Concept: Locality-Sensitive Hashing (LSH / MinHash)
Design: Convert docs to sets of words (shingles) • Create MinHash fingerprints • Group near-identical fingerprints
Rough Performance: 40GB memory, 500K docs/sec, 85% detection rate
The "Why": Comparing the full text of 10B documents is physically impossible. MinHash/LSH compresses the comparison into a small set of integer hashes.

Problem 8: Log Storage Compression (100M Scale)

Problem: Your system churns out 100M log entries daily, but it's the same 1,000 strings on repeat. How do you cut the bloat?

🔍 Show Solution

Concept: Dictionary Encoding
Design: Create a mapping of 1,000 unique strings → 10-bit IDs • Store only IDs in the main log table
Rough Performance: 40GB raw logs → 2GB stored (95% reduction)
The "Why": Storing the string "ConnectionTimeoutError" (22 bytes) millions of times is wasteful. Storing a 2-byte ID achieves massive space savings.

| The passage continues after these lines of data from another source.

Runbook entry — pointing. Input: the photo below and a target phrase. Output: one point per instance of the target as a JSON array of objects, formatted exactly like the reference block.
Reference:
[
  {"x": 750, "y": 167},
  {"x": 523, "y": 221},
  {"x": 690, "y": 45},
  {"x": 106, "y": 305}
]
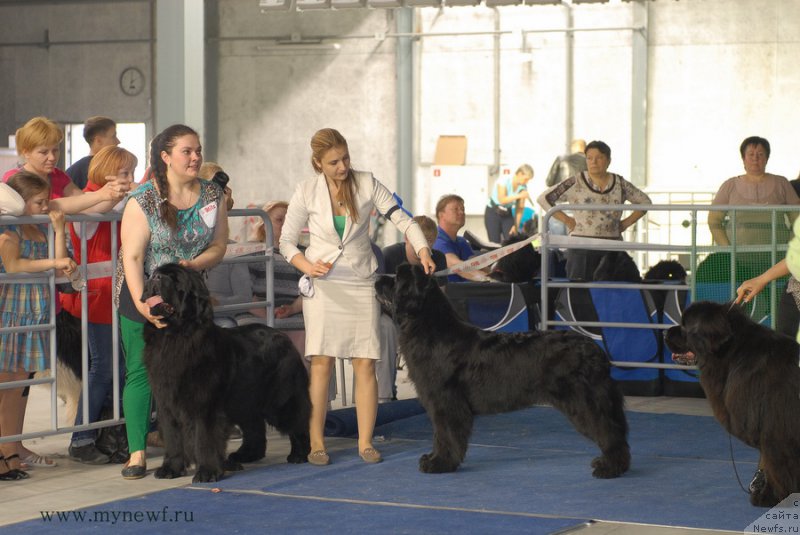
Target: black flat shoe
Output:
[{"x": 134, "y": 471}]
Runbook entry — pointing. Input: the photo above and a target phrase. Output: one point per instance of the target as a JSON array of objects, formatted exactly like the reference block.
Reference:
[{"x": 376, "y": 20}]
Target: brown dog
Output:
[{"x": 751, "y": 378}]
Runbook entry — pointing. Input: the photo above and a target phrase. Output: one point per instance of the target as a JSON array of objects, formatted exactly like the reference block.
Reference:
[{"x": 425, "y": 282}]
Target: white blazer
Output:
[{"x": 311, "y": 205}]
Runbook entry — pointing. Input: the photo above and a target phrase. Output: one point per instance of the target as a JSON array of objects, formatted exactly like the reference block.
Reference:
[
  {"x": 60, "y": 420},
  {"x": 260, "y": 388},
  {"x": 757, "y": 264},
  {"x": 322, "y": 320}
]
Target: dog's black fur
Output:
[
  {"x": 751, "y": 378},
  {"x": 460, "y": 371},
  {"x": 666, "y": 270},
  {"x": 520, "y": 266},
  {"x": 617, "y": 266},
  {"x": 206, "y": 378}
]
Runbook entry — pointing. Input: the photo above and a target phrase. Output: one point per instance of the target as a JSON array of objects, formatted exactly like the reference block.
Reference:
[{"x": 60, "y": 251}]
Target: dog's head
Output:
[
  {"x": 408, "y": 292},
  {"x": 617, "y": 266},
  {"x": 178, "y": 294},
  {"x": 705, "y": 328}
]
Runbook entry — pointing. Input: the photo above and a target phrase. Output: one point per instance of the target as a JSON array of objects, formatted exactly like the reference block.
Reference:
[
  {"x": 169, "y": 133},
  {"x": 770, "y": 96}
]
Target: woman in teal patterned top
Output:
[{"x": 174, "y": 218}]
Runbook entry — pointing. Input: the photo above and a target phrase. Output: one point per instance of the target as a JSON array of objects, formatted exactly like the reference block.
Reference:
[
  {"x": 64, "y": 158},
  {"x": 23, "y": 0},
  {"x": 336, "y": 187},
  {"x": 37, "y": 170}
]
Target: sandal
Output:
[
  {"x": 319, "y": 458},
  {"x": 38, "y": 461},
  {"x": 14, "y": 460},
  {"x": 9, "y": 474},
  {"x": 370, "y": 455},
  {"x": 134, "y": 471}
]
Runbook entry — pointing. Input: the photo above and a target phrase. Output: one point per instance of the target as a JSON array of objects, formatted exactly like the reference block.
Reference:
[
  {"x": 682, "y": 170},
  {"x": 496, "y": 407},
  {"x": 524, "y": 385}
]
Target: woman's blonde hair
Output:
[
  {"x": 37, "y": 132},
  {"x": 28, "y": 184},
  {"x": 107, "y": 162},
  {"x": 323, "y": 141}
]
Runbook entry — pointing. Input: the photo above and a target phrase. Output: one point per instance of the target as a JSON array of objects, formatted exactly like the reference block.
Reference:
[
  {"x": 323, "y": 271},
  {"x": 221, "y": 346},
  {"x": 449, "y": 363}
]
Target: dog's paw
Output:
[
  {"x": 206, "y": 475},
  {"x": 166, "y": 472},
  {"x": 606, "y": 469},
  {"x": 764, "y": 496},
  {"x": 431, "y": 464},
  {"x": 232, "y": 466}
]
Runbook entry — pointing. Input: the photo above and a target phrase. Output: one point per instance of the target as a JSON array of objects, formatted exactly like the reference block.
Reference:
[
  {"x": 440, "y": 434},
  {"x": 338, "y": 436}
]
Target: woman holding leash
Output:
[
  {"x": 339, "y": 306},
  {"x": 174, "y": 218}
]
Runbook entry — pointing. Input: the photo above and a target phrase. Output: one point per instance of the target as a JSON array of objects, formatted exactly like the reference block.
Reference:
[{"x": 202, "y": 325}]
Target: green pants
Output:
[{"x": 136, "y": 398}]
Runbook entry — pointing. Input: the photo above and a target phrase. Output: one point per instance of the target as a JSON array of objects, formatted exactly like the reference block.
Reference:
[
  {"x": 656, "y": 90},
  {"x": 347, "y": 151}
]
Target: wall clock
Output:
[{"x": 131, "y": 81}]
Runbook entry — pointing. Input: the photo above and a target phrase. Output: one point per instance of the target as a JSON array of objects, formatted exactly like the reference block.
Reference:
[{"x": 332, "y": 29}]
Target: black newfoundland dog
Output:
[
  {"x": 460, "y": 371},
  {"x": 751, "y": 378},
  {"x": 206, "y": 378}
]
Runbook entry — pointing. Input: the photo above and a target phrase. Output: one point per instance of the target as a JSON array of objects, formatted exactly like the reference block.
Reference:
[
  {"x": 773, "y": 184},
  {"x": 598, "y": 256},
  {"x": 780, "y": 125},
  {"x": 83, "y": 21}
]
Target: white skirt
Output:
[{"x": 342, "y": 318}]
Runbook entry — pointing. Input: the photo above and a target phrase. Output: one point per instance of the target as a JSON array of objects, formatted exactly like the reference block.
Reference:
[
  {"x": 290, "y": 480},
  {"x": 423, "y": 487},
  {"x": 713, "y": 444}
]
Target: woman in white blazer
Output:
[{"x": 340, "y": 310}]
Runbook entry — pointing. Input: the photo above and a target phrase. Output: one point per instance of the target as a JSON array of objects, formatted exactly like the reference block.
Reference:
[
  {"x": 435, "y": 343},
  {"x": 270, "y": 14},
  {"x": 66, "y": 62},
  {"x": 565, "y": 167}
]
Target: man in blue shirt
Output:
[{"x": 451, "y": 218}]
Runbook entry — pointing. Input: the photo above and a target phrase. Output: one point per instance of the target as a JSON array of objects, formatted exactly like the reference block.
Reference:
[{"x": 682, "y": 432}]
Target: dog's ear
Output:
[{"x": 707, "y": 327}]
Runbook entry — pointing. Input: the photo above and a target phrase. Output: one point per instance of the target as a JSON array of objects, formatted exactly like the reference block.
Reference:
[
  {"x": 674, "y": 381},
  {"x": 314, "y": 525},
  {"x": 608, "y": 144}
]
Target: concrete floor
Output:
[{"x": 72, "y": 485}]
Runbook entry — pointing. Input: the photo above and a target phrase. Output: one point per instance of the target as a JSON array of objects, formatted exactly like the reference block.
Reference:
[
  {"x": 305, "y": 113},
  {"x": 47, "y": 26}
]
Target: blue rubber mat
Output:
[
  {"x": 193, "y": 511},
  {"x": 526, "y": 471}
]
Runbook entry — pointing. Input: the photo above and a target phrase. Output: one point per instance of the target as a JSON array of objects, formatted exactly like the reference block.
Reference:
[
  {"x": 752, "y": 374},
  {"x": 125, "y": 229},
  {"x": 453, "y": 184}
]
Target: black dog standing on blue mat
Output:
[
  {"x": 207, "y": 378},
  {"x": 751, "y": 378},
  {"x": 460, "y": 371}
]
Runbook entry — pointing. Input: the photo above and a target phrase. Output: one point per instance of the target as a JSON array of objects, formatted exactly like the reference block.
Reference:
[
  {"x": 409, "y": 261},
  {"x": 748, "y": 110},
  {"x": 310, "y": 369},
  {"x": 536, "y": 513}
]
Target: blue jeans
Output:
[{"x": 100, "y": 379}]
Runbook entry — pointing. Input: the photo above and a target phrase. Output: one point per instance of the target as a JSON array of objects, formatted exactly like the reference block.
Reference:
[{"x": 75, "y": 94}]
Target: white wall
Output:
[{"x": 719, "y": 70}]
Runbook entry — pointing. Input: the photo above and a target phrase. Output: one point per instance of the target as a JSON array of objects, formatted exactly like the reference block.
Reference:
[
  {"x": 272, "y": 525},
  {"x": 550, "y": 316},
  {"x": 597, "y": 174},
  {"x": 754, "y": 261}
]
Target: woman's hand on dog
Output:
[
  {"x": 749, "y": 289},
  {"x": 144, "y": 310},
  {"x": 428, "y": 265}
]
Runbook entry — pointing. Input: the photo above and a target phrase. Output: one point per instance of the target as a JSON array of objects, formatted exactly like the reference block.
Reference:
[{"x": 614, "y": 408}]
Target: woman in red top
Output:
[
  {"x": 39, "y": 145},
  {"x": 109, "y": 164}
]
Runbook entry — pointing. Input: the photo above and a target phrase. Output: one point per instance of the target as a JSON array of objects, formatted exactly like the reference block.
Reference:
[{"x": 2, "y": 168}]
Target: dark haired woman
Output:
[
  {"x": 173, "y": 218},
  {"x": 593, "y": 186},
  {"x": 755, "y": 186},
  {"x": 341, "y": 313}
]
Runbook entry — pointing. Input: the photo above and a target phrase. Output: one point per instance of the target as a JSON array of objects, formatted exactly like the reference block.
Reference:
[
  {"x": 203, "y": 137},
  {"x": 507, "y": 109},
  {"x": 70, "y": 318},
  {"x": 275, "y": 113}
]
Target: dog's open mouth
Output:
[{"x": 686, "y": 359}]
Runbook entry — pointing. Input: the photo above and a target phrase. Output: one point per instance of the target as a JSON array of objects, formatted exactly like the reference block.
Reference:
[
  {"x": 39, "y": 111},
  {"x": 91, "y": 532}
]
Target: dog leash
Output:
[
  {"x": 733, "y": 462},
  {"x": 486, "y": 259}
]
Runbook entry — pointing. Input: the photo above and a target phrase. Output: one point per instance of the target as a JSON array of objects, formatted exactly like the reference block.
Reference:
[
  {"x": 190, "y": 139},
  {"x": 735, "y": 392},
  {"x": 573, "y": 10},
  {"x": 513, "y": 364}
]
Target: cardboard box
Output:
[{"x": 450, "y": 150}]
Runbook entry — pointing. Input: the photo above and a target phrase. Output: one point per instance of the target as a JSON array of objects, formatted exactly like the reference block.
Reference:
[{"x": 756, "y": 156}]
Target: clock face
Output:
[{"x": 131, "y": 81}]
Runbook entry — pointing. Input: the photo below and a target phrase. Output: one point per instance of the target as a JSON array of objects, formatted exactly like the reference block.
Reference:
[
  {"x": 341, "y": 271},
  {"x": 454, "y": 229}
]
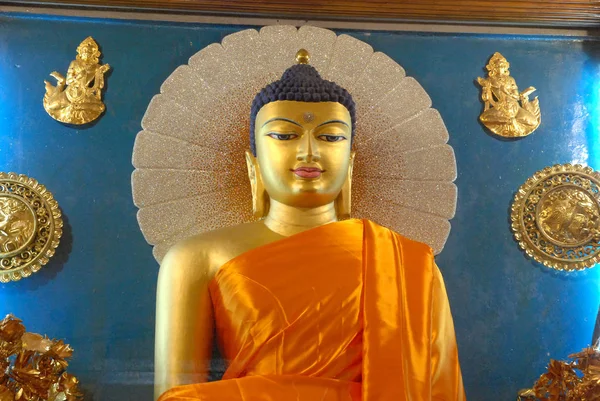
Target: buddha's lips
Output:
[{"x": 308, "y": 172}]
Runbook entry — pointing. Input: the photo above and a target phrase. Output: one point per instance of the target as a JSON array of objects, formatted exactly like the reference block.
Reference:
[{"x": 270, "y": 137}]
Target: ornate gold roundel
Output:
[
  {"x": 556, "y": 217},
  {"x": 30, "y": 226}
]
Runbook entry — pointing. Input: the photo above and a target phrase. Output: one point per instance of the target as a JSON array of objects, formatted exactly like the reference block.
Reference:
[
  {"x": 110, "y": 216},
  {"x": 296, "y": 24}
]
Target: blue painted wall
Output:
[{"x": 511, "y": 315}]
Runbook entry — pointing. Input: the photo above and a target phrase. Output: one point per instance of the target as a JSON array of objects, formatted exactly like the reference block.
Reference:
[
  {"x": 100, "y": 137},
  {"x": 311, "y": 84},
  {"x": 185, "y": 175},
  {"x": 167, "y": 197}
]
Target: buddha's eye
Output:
[
  {"x": 332, "y": 138},
  {"x": 282, "y": 137}
]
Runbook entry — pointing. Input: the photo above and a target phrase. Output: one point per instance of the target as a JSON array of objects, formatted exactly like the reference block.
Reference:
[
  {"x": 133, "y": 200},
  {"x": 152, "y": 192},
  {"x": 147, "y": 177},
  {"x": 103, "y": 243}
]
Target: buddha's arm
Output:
[
  {"x": 446, "y": 378},
  {"x": 184, "y": 319}
]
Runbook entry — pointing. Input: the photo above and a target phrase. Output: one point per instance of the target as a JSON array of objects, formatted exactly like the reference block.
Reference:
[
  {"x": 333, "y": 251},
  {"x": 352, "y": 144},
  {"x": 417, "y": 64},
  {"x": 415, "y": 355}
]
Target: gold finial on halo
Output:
[{"x": 302, "y": 57}]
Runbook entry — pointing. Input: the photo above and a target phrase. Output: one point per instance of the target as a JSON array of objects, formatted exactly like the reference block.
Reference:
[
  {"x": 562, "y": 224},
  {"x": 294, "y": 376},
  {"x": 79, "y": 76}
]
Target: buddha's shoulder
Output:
[
  {"x": 407, "y": 243},
  {"x": 210, "y": 250}
]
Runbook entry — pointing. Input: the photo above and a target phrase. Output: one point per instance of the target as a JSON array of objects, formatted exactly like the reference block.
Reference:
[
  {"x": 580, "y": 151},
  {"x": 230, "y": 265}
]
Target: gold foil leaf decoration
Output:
[
  {"x": 507, "y": 112},
  {"x": 577, "y": 380},
  {"x": 30, "y": 227},
  {"x": 33, "y": 367},
  {"x": 555, "y": 217},
  {"x": 77, "y": 99}
]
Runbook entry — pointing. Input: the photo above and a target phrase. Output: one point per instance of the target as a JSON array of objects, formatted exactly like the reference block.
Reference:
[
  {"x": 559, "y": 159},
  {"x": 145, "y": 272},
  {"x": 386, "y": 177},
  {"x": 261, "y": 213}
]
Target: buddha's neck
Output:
[{"x": 288, "y": 220}]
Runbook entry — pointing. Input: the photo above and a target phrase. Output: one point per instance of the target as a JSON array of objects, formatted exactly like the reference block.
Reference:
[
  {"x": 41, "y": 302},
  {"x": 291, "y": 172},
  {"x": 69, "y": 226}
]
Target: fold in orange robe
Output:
[{"x": 343, "y": 312}]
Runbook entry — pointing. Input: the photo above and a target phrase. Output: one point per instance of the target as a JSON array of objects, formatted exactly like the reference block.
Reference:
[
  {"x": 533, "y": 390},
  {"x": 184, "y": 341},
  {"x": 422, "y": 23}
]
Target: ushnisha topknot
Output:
[{"x": 302, "y": 83}]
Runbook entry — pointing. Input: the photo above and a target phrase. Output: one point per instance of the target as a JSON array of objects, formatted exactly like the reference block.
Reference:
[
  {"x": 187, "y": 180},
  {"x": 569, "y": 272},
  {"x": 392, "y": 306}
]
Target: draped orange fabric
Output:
[{"x": 343, "y": 312}]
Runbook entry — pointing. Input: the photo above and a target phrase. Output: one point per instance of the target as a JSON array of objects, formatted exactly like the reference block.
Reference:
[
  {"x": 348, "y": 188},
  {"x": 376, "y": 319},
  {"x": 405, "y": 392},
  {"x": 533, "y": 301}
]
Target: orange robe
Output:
[{"x": 343, "y": 312}]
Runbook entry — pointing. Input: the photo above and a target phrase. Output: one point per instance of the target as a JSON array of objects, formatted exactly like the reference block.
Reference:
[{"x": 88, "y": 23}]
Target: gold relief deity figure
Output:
[
  {"x": 30, "y": 226},
  {"x": 77, "y": 99},
  {"x": 556, "y": 217},
  {"x": 507, "y": 112},
  {"x": 569, "y": 216},
  {"x": 17, "y": 225}
]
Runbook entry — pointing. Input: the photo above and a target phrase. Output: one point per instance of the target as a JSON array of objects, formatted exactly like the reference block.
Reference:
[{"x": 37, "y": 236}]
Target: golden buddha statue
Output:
[
  {"x": 304, "y": 305},
  {"x": 507, "y": 112},
  {"x": 77, "y": 99}
]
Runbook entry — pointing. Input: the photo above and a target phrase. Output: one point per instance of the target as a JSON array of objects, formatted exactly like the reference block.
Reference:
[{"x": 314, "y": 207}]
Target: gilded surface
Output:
[
  {"x": 556, "y": 217},
  {"x": 507, "y": 112},
  {"x": 17, "y": 225},
  {"x": 33, "y": 367},
  {"x": 404, "y": 169},
  {"x": 77, "y": 99},
  {"x": 30, "y": 226},
  {"x": 576, "y": 380}
]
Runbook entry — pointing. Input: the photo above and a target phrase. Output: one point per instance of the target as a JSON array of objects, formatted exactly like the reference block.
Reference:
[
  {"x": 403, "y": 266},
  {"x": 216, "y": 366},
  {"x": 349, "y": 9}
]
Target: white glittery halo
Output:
[{"x": 190, "y": 174}]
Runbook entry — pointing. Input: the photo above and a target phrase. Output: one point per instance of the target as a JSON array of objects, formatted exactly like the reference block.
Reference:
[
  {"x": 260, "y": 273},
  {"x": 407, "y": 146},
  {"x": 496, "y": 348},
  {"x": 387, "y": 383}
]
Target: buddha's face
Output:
[{"x": 303, "y": 151}]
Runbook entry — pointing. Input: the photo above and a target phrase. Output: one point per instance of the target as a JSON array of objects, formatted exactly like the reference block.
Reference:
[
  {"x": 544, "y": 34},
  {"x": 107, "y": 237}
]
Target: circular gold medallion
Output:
[
  {"x": 30, "y": 226},
  {"x": 556, "y": 217}
]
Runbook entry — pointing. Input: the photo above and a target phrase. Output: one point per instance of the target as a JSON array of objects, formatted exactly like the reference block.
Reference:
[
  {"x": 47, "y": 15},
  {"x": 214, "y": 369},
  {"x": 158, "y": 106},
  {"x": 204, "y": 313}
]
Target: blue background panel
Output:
[{"x": 511, "y": 314}]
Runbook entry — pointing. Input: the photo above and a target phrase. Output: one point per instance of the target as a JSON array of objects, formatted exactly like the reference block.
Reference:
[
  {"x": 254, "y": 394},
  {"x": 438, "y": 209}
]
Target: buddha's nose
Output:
[{"x": 308, "y": 149}]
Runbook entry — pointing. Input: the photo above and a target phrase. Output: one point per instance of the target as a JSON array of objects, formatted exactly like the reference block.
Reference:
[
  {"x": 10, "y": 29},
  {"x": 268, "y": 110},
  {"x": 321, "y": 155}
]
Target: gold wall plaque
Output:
[
  {"x": 556, "y": 217},
  {"x": 507, "y": 112},
  {"x": 30, "y": 226},
  {"x": 77, "y": 99}
]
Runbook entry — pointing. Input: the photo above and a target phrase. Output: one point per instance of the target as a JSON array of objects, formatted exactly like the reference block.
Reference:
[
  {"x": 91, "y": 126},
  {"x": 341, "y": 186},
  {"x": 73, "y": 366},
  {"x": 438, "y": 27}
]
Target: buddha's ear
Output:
[
  {"x": 260, "y": 198},
  {"x": 343, "y": 202}
]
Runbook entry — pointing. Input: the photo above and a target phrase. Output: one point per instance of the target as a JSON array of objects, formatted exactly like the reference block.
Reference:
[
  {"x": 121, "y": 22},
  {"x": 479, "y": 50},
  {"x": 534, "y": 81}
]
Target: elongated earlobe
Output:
[
  {"x": 343, "y": 202},
  {"x": 260, "y": 198}
]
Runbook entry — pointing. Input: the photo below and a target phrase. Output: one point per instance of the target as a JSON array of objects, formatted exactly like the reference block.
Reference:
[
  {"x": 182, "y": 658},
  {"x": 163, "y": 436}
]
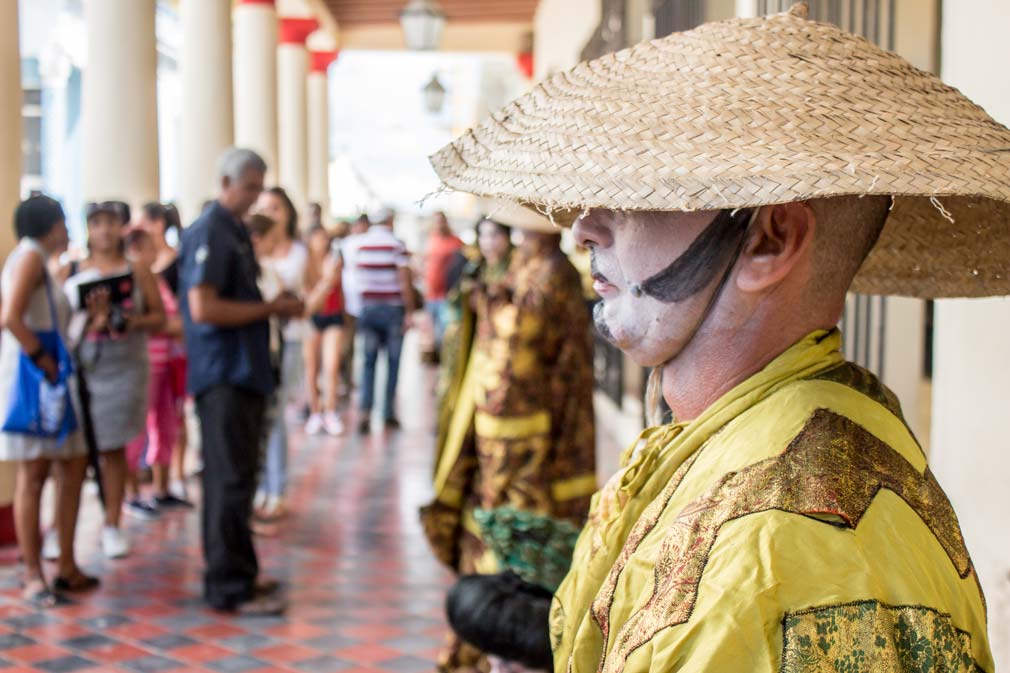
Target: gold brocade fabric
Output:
[
  {"x": 801, "y": 490},
  {"x": 520, "y": 429}
]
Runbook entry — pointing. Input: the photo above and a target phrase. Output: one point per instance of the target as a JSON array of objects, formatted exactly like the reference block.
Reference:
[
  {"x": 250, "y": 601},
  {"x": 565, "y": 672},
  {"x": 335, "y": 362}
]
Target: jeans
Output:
[
  {"x": 230, "y": 426},
  {"x": 435, "y": 309},
  {"x": 274, "y": 479},
  {"x": 382, "y": 327}
]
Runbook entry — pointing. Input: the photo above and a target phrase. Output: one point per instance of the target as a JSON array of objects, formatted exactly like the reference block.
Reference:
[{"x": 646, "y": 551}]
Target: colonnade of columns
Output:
[{"x": 245, "y": 80}]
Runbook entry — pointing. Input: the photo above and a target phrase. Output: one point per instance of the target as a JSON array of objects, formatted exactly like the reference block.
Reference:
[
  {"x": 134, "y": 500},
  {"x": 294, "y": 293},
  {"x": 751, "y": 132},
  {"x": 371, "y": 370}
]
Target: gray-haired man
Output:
[{"x": 227, "y": 343}]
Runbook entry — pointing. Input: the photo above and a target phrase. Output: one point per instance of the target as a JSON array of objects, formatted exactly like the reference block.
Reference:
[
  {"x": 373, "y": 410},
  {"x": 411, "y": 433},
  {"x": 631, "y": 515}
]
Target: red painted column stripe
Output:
[
  {"x": 295, "y": 30},
  {"x": 320, "y": 60}
]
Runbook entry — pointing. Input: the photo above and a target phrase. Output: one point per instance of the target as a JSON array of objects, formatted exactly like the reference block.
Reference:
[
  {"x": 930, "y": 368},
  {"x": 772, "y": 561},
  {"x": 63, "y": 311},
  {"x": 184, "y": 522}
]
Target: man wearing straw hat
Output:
[
  {"x": 732, "y": 183},
  {"x": 521, "y": 433}
]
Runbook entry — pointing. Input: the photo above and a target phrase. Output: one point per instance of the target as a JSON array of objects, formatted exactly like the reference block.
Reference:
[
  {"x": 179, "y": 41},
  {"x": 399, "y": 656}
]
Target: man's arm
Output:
[{"x": 207, "y": 306}]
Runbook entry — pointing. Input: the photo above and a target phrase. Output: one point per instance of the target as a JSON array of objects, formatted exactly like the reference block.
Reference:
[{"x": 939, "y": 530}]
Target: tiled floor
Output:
[{"x": 366, "y": 594}]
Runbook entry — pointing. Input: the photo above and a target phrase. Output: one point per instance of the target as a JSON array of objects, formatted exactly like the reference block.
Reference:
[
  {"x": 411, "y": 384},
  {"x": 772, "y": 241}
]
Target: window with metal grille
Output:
[{"x": 676, "y": 15}]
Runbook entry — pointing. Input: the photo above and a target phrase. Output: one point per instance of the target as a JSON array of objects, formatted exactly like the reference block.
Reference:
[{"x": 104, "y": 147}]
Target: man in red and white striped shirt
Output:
[{"x": 378, "y": 263}]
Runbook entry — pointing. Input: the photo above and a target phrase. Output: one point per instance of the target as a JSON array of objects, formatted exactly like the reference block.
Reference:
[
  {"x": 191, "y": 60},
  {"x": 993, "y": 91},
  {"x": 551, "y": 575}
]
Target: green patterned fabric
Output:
[
  {"x": 871, "y": 637},
  {"x": 536, "y": 548}
]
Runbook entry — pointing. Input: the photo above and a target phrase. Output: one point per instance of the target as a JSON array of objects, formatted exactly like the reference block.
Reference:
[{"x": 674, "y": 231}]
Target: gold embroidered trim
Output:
[
  {"x": 833, "y": 467},
  {"x": 871, "y": 636},
  {"x": 511, "y": 427},
  {"x": 575, "y": 487}
]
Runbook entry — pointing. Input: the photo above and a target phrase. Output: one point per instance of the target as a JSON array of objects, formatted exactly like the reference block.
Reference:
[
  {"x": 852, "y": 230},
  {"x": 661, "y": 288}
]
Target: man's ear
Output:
[{"x": 780, "y": 239}]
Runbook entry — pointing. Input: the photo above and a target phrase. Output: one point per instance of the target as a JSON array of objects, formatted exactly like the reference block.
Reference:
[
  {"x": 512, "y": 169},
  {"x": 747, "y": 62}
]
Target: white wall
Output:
[
  {"x": 561, "y": 29},
  {"x": 971, "y": 444}
]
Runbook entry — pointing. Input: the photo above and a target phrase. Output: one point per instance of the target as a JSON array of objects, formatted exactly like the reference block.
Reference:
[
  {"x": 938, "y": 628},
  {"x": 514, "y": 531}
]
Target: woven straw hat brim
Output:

Problem 9: Time Series Analytics (1B Scale)

Problem: An IoT platform tracks temperature sensors every second. Timestamps are predictable. How do you store them efficiently?

🔍 Show Solution

Concept: Delta Encoding
Design: Store a "Base" timestamp (e.g., midnight) • Store only the +1s or +2s difference (delta) for each subsequent row
Rough Performance: 32GB raw timestamps → 4GB stored
The "Why": A standard 8-byte timestamp is redundant when values are predictable. Deltas can be further compressed using bit-packing for even smaller footprints.

Problem 10: E-commerce User Behavior (10M Scale)

Problem: An e-commerce site tracks user clicks. Sessions are repetitive. How do you store this data without redundancy?

🔍 Show Solution

Concept: Run-Length Encoding (RLE) + Dictionary Encoding
Design: Dictionary encode the action types • Use RLE for consecutive repeated actions (e.g., (view_item, 3))
Rough Performance: 10x compression ratio for session data
The "Why": User behavior is repetitive. RLE eliminates the redundancy of sequential identical events.

Problem 11: Rating System Storage (100M Scale)

Problem: You're storing 100M ratings for a recommendation engine. Ratings are 1 to 5. How do you store them efficiently?

🔍 Show Solution

Concept: Bit Packing
Design: A number from 1-5 only needs 3 bits ($2^3 = 8$) • Pack multiple 3-bit ratings into a single 32-bit or 64-bit word
Rough Performance: 400MB raw integers → 50MB packed storage
The "Why": Using a full 32-bit integer for a value that only goes up to 5 wastes 90% of the allocated space. Bit packing maximizes density.

Key insight: Scale numbers (millions vs billions) + problem type ("lookup," "similarity," "storage") immediately point to the right data structure family. Real systems combine multiple techniques for 10-100x improvements.